477. In the result—and for the reasons referred to in Paragraph 6 above— this has not been effectively possible. Without a solicitor to investigate the evidence in advance and without anyone to formulate “charges” and present the case, we have ourselves been unaware, on many occasions, of the nature of “serious allegations” until they have actually been made. It has proved impossible—unless we had been prepared to break off and resume our proceedings on numerous occasions, so as to secure the presence of individuals unexpectedly accused—to give every individual affected the chance of defending himself or even notice of the accusations. Such a procedure is a far cry from that recommended, for example, in the Report of the Royal Commission on Tribunals of Inquiry (1966, Cmnd. 3121)—which represents an ideal at which to aim.

564.There is, in the circumstances, a risk that the result will satisfy nobody. Persons “accused”— sometimes brought in by a side-wind and without sufficient notice—will feel that they have had an inadequate opportunity of defending themselves. We ourselves, conducting the investigation, have been conscious of obscurity about the burden of proof to be applied and constantly aware of the risk of coming to unjust conclusions. Any British lawyer, in particular, is unhappy in attempting to combine the roles of judge and prosecutor.

565.For much the same reasons there is a risk that our conclusions will fall short of what is necessary from the point of view of good management. There are matters on which, if we had not been clad in legal form, we would have felt sufficiently sure that a potentially serious incident had occurred for us to recommend remedial action. Yet, within a legal framework designed (theoretically at least) to secure justice, we have felt obliged, by reason of imperfections in our procedure, to stop short of a clear conclusion. For such a conclusion, although necessary and important for good management, might have involved the risk of injustice to a particular individual. We can only claim to have done our best, within the limitations of the procedure laid down, to steer a middle course.

566.As a result of our experience in the conduct of this Inquiry we have concluded that there is a clear need for re-consideration of the procedures that are intended to secure the effective achievement of all the objectives listed in Paragraph 470 above. If it should be considered that the task of inspecting the hospital service can properly be entrusted to an independent inspectorate, then there is much to be said for giving to the same body the investigatory function which we have tried to perform. Consideration should also be given to the establishment of an independent body (on the lines, as has been suggested in several quarters recently, of the Parliamentary Commissioner)—who could, in the last resort, undertake consideration of complaints and disciplinary matters, which had not been satisfactorily handled in some other way.

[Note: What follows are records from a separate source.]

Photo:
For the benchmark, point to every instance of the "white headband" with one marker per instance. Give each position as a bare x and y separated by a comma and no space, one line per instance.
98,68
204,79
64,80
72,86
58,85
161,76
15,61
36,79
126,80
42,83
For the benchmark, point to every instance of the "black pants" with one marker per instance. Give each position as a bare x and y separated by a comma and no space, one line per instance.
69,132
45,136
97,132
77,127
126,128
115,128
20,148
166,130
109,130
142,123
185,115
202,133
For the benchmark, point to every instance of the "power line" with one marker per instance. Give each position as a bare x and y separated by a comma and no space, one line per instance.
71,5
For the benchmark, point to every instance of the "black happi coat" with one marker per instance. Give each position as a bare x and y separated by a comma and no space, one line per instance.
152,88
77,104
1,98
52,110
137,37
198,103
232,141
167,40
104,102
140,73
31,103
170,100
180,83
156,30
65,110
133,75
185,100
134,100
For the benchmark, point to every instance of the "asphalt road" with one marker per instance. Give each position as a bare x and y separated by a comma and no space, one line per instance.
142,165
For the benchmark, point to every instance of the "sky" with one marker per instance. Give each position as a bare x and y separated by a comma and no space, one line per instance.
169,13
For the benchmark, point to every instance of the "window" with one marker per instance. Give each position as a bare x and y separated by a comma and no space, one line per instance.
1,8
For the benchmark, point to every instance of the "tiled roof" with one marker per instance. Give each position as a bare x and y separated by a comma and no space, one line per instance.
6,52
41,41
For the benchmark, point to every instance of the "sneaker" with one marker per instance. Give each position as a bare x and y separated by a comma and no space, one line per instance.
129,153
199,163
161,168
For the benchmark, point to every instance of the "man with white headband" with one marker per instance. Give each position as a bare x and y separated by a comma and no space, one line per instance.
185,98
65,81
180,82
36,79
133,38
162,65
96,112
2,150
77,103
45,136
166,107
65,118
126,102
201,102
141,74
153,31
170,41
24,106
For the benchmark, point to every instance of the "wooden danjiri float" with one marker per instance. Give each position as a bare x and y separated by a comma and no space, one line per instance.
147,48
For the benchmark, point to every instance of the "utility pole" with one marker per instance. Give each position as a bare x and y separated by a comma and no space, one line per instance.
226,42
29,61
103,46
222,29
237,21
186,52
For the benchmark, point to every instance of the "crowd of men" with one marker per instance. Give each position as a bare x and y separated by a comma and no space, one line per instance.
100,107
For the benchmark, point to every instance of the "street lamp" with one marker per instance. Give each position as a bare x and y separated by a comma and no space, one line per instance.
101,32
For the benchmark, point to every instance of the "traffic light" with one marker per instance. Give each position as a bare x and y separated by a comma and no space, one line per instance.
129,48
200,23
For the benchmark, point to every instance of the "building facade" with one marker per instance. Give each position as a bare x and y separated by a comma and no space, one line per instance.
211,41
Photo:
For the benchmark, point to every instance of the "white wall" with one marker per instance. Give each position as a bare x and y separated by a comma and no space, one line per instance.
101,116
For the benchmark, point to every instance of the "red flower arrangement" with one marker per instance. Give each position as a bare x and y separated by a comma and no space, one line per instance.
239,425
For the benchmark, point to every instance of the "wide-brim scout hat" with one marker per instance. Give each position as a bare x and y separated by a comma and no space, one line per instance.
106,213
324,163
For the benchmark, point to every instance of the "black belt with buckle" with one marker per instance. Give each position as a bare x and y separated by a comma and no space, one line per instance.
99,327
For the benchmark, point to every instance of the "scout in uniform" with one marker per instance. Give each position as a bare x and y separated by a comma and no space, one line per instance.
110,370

481. In our report we have of course paid particular attention to the quality of the service provided for the patients at Ely. It would be appropriate, we think, to end with a further brief reference to other considerations. We developed during the course of our inquiry a personal respect and liking for the staff of the Hospital, whatever criticisms we have made of them in particular respects. They have very difficult and exacting jobs to do, which at times places great strain on them. It is no easy thing to look after, with one or two colleagues, a large number of patients, some of whom make ceaseless demands on skill, intelligence, patience and good humour. We were on many occasions impressed by the real concern shown by the staff for the well-being of even the most difficult of their patients.

482. Good management has another function to perform. This is to provide for staff conditions in which they can work well with pride and confidence. To create these conditions is the responsibility of the Ministry, the RHB and the HMC. The Royal Colleges, the professional associations and the trade unions have important parts to play. If the conditions are good, and professional pride is encouraged, the chances of ill-treatment will be greatly reduced. Discussion of our findings should give full weight to this more positive approach.